Good plans to move from fossil fuels are out there

The Charleston Gazette-Mail.

Oct. 22, 2021

Eric Engle

In the Oct. 21 edition of the Charleston Gazette-Mail, Rebecca McPhail, president of the West Virginia Manufacturers Association, wrote a rather condescending op-ed discussing how vital fossil fuels are to manufacturing and how largely unrealistic the demands of climate and environmental activists are nationwide.

I’m not surprised that the president of a trade association and lobbying group that often lobbies on behalf of fossil fuels interests in the state Legislature would write a piece like this, but let’s clear some things up.

McPhail stressed that “we need to hear a real plan” for a transition away from fossil fuels in the United States. There’s no shortage of detailed plans.

One such plan I highly recommend is by Mark Jacobson, professor of civil and environmental engineering at Stanford University and senior fellow of the Precourt Institute for Energy and Stanford Woods Institute for the Environment. Jacobson had a book published last year by Cambridge University Press titled “100% Clean, Renewable Energy and Storage for Everything.” The book is a 450-page study with a tremendous amount of information on exactly how our energy and manufacturing transition can work that is anything but pie in the sky.

Another great read on this is the book “Power after Carbon: Building a Clean, Resilient Grid,” by Peter Fox-Penner, director of Boston University’s Institute for Sustainable Energy and professor in BU’s Questrom School of Business. The book was released last year by Harvard University Press.

Taken together, these books represent 1,000 or more pages of reading, so I’ll end my reading recommendations there, but, suffice it to say, the details are readily available.

McPhail specifically targeted protesters with the People vs. Fossil Fuels movement who were in Washington, D.C., last week, stating, “Aside from the obvious questions about how the protesters got to D.C., probably with fuels, vehicles and on roads derived from coal, oil and gas, wearing clothes made from fossil fuel derivatives and eating food raised and transported in similar fashion, one wonders whether they understand what they are asking.”

This is a very popular trope used to silence those who oppose any kind of status quo. If you don’t like the existing systems and institutions, the so-called logic goes, you’d better reject them in their entirety immediately. “Love it or leave it!”

It’s nonsense. You can advocate for change while being beholden to the way things currently are and go.

McPhail asks, “Does the government intend to subsidize the construction of the [solar] panels, and the power they produce?” Let’s look at subsidies, shall we?

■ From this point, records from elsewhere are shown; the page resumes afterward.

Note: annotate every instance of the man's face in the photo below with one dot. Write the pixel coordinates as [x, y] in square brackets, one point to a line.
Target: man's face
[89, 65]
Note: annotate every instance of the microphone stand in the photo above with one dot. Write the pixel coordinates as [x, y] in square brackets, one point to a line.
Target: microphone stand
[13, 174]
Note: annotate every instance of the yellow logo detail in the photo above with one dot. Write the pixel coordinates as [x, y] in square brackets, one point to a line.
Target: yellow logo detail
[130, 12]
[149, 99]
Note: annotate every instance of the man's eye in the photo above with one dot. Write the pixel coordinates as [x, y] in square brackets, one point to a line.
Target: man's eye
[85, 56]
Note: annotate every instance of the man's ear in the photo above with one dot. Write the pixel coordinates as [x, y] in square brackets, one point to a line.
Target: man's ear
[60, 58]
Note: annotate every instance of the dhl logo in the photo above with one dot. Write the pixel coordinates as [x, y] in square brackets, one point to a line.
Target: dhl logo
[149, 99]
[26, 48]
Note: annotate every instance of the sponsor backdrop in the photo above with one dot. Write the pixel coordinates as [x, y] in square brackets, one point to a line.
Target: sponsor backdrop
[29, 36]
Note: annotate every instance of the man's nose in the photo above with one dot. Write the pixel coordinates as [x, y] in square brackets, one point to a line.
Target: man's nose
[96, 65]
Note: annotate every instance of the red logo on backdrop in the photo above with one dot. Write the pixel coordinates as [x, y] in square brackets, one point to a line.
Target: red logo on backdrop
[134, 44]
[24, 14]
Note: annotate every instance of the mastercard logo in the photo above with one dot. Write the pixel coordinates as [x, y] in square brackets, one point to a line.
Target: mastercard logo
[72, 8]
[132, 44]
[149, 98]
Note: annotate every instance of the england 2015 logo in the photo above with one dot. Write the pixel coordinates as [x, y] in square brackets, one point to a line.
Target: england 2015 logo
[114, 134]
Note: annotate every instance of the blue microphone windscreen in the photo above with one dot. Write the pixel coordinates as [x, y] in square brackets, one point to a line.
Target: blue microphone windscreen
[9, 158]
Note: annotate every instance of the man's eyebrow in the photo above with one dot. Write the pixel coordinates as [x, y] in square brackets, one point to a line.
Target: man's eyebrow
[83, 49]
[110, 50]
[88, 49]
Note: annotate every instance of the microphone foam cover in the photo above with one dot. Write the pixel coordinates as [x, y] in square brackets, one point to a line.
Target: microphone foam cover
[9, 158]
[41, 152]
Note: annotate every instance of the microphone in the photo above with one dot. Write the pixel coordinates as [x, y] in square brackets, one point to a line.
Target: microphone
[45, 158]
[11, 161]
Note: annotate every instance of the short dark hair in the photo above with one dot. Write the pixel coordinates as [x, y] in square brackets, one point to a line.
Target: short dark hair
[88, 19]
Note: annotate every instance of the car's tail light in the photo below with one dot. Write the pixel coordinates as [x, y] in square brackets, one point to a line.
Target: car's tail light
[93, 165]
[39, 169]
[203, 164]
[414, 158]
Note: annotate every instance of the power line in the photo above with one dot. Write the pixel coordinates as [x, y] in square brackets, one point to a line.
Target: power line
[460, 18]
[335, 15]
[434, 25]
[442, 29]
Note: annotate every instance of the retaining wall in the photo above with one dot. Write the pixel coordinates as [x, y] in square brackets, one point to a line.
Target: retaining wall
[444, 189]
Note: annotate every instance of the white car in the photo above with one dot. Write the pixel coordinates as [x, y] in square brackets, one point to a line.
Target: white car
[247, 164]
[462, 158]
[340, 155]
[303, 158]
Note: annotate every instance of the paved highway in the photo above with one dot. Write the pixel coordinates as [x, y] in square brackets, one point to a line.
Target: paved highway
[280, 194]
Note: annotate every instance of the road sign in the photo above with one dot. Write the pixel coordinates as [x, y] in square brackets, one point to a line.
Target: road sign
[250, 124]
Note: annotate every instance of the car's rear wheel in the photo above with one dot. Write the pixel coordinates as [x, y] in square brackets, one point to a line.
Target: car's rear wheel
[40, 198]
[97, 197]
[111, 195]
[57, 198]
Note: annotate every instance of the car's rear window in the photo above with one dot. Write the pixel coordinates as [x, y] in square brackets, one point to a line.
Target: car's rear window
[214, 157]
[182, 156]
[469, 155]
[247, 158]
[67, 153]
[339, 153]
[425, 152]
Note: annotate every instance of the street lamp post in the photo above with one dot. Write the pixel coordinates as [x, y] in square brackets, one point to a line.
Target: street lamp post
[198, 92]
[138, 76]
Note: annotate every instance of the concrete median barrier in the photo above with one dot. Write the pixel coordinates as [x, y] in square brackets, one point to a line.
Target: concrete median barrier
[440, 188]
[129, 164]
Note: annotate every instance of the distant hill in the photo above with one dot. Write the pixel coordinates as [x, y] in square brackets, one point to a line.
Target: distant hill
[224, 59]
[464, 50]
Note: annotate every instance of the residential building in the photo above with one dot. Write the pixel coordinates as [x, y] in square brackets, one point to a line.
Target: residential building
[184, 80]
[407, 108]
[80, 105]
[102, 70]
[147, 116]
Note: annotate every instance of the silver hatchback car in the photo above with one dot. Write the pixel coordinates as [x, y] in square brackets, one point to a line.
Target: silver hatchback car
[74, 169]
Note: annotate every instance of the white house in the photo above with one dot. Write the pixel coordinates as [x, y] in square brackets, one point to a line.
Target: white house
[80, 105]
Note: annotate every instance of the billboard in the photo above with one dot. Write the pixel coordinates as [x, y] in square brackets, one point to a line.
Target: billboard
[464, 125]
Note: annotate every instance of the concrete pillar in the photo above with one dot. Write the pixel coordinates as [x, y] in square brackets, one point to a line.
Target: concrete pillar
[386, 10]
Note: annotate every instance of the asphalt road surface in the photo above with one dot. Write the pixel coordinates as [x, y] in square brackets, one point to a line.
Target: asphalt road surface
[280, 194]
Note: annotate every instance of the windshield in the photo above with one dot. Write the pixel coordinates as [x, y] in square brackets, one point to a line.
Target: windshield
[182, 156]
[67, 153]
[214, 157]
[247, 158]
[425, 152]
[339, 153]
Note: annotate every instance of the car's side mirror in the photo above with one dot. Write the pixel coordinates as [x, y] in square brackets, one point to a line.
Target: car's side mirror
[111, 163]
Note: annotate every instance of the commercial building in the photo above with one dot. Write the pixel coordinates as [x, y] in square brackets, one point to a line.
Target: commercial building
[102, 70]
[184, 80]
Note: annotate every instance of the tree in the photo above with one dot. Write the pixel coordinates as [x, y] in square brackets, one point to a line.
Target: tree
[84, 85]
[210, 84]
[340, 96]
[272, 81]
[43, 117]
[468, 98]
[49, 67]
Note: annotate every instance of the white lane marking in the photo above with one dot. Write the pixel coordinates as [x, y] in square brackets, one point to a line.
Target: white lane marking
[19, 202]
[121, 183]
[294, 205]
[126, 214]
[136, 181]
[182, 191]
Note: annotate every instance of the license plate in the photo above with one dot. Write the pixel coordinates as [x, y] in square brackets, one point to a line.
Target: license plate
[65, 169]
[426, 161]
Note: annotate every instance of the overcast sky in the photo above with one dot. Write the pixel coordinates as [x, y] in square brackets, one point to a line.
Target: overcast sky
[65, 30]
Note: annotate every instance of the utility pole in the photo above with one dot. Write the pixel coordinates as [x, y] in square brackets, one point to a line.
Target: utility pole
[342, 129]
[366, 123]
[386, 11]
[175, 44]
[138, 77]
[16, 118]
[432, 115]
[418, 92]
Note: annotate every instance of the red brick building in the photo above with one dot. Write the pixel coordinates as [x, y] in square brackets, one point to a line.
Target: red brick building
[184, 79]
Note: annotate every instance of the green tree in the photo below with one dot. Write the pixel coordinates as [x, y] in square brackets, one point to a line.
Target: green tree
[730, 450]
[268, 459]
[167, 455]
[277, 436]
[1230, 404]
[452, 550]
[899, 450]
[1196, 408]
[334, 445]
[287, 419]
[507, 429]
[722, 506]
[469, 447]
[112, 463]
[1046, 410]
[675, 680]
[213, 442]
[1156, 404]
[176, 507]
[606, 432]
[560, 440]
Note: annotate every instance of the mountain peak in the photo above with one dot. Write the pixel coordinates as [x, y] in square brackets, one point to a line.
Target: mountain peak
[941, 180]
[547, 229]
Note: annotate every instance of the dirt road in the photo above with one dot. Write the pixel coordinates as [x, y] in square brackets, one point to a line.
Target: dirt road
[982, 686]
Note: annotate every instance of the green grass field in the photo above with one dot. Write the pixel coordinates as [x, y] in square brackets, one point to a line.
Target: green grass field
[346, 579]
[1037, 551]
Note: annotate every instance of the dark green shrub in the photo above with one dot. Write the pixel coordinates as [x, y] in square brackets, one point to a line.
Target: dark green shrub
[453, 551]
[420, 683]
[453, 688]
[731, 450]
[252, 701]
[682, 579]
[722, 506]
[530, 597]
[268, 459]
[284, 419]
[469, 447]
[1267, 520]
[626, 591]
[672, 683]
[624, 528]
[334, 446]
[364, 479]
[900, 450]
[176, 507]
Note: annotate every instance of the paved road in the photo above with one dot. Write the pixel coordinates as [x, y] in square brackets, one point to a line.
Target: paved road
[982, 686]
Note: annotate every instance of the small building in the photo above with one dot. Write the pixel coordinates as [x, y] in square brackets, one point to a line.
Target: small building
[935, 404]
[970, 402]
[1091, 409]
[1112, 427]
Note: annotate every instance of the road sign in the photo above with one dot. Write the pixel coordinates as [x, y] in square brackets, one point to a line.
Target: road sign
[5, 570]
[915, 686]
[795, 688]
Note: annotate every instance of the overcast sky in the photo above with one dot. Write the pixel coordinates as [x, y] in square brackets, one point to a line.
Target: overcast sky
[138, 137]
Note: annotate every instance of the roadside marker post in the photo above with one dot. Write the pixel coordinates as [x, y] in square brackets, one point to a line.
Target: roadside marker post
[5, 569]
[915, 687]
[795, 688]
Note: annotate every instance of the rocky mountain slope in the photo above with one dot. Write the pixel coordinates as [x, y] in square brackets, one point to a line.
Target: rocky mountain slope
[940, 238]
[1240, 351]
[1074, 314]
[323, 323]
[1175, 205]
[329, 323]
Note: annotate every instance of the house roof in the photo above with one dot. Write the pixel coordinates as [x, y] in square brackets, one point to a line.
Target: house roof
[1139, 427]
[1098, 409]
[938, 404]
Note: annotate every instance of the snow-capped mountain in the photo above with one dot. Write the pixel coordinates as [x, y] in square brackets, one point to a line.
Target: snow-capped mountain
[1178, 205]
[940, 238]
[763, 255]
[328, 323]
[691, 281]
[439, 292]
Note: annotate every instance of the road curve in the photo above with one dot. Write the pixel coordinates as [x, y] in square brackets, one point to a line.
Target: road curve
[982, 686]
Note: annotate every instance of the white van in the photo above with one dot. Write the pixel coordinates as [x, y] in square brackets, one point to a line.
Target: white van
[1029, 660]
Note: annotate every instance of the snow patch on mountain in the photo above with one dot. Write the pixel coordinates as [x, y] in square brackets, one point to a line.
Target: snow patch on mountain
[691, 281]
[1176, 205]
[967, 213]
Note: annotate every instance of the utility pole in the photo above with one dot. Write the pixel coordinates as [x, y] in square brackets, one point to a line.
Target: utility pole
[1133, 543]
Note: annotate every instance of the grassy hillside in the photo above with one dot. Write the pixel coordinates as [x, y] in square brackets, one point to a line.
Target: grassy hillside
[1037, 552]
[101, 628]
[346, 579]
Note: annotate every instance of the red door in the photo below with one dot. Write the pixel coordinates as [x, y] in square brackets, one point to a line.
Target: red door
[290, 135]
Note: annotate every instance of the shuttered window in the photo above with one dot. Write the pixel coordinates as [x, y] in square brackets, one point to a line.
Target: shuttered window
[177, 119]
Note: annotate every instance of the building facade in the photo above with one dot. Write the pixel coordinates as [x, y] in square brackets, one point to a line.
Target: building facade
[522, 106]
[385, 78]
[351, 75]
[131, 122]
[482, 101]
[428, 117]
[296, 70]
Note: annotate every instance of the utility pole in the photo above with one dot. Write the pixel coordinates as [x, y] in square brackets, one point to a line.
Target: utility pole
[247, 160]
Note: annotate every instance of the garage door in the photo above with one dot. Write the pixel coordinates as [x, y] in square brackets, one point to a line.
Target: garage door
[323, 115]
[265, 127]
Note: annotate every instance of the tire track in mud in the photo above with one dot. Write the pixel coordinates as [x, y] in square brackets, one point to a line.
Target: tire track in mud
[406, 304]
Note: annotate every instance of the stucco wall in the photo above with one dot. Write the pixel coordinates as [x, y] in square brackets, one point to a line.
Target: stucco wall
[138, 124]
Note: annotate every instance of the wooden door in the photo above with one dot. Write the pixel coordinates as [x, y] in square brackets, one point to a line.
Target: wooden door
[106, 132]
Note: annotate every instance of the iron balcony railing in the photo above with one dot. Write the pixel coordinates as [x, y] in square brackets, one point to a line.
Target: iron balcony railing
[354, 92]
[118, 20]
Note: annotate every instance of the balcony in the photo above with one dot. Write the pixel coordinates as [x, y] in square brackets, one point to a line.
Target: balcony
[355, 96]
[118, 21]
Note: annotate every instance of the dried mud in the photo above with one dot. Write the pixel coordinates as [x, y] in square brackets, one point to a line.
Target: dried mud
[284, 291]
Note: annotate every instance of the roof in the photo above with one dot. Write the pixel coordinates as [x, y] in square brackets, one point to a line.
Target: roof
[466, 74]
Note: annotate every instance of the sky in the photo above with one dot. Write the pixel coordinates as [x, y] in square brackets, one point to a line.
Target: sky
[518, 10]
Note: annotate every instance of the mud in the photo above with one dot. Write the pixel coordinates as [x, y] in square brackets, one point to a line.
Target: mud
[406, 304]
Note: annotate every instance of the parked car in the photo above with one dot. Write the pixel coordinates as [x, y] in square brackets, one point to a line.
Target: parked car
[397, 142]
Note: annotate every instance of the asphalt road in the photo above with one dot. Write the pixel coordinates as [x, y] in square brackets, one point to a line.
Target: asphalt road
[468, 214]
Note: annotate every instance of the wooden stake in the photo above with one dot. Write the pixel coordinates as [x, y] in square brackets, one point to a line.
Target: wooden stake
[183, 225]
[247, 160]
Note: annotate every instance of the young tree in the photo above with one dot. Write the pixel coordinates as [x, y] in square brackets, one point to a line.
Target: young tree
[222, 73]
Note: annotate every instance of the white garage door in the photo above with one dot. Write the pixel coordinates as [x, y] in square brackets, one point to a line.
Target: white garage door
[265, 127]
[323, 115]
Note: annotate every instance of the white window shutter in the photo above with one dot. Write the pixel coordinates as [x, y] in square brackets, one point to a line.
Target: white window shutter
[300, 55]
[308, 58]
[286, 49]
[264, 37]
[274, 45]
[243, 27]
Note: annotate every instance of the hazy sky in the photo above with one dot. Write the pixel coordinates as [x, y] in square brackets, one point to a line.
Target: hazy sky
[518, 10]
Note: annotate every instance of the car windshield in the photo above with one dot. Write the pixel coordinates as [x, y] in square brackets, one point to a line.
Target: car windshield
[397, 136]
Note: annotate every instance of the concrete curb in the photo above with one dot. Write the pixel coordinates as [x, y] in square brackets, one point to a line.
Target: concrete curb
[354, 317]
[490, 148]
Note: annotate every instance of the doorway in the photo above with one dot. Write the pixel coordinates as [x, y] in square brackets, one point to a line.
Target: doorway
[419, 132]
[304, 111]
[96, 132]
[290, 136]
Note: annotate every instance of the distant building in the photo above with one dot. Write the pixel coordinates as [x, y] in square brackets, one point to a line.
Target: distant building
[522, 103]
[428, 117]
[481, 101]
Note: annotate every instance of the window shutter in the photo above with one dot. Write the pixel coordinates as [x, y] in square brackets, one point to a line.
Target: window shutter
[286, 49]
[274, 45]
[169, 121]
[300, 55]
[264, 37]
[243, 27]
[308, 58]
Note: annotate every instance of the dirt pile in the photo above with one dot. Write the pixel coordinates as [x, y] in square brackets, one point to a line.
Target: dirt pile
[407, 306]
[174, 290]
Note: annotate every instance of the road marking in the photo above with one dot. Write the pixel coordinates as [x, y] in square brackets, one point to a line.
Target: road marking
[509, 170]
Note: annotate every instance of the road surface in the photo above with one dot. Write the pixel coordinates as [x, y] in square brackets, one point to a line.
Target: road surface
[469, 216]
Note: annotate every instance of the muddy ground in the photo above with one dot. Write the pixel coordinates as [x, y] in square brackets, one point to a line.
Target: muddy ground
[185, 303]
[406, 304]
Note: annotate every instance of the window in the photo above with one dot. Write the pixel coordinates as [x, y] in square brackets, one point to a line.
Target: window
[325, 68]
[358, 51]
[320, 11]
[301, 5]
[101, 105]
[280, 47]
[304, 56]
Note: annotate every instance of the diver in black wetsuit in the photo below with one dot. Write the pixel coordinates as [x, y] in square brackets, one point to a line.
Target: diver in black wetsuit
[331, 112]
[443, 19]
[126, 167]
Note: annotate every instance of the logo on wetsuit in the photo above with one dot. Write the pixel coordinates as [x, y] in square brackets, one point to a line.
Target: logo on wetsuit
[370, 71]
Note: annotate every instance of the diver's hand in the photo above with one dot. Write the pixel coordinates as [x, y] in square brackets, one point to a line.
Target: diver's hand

According to an analysis by the International Monetary Fund, the fossil fuel industry benefits from subsidies of $11 million every minute. To quote from an article in The Guardian, “The IMF found the production and burning of coal, oil and gas was subsidized by $5.9 trillion in 2020, with not a single country pricing all its fuels sufficiently to reflect their full supply and environmental costs.”

Should governments fund and subsidize renewable energy, energy efficiency, sustainable agriculture and development, and conservation? Yes. And governments should do so at the same time as they end fossil fuels subsidies.

That’s not just a climate activist’s perspective, either. The same Guardian piece quoted above states, “More than 600 global companies in the We Mean Business coalition, including Unilever, Ikea, Aviva, Siemens and Volvo cars, recently urged G20 leaders to end fossil fuels subsidies by 2025.”

Climate activists like myself fully understand that fossil fuels aren’t going away overnight. We fully understand that the transition away from them won’t be easy for many.

That’s why we have advocated, and continue to advocate, through initiatives and organizations like Reimagine Appalachia, for strong wage and salary, health, retirement and alternative career supports for coal communities, for example.

That’s why we support the Build Back Better reconciliation legislation that our state’s senior U.S. senator is hellbent on watering down and possibly even blocking.

That’s why we work tirelessly every legislative session against a Republican supermajority in this state that McPhail and others at the Manufacturers Association helped elect, which is fully committed to maintaining a dirty, uneconomical present, instead of investing in and developing a cleaner, more affordable future.

Eric Engle, of Parkersburg, is chairman of Mid-Ohio Valley Climate Action and a board member for the West Virginia Rivers Coalition.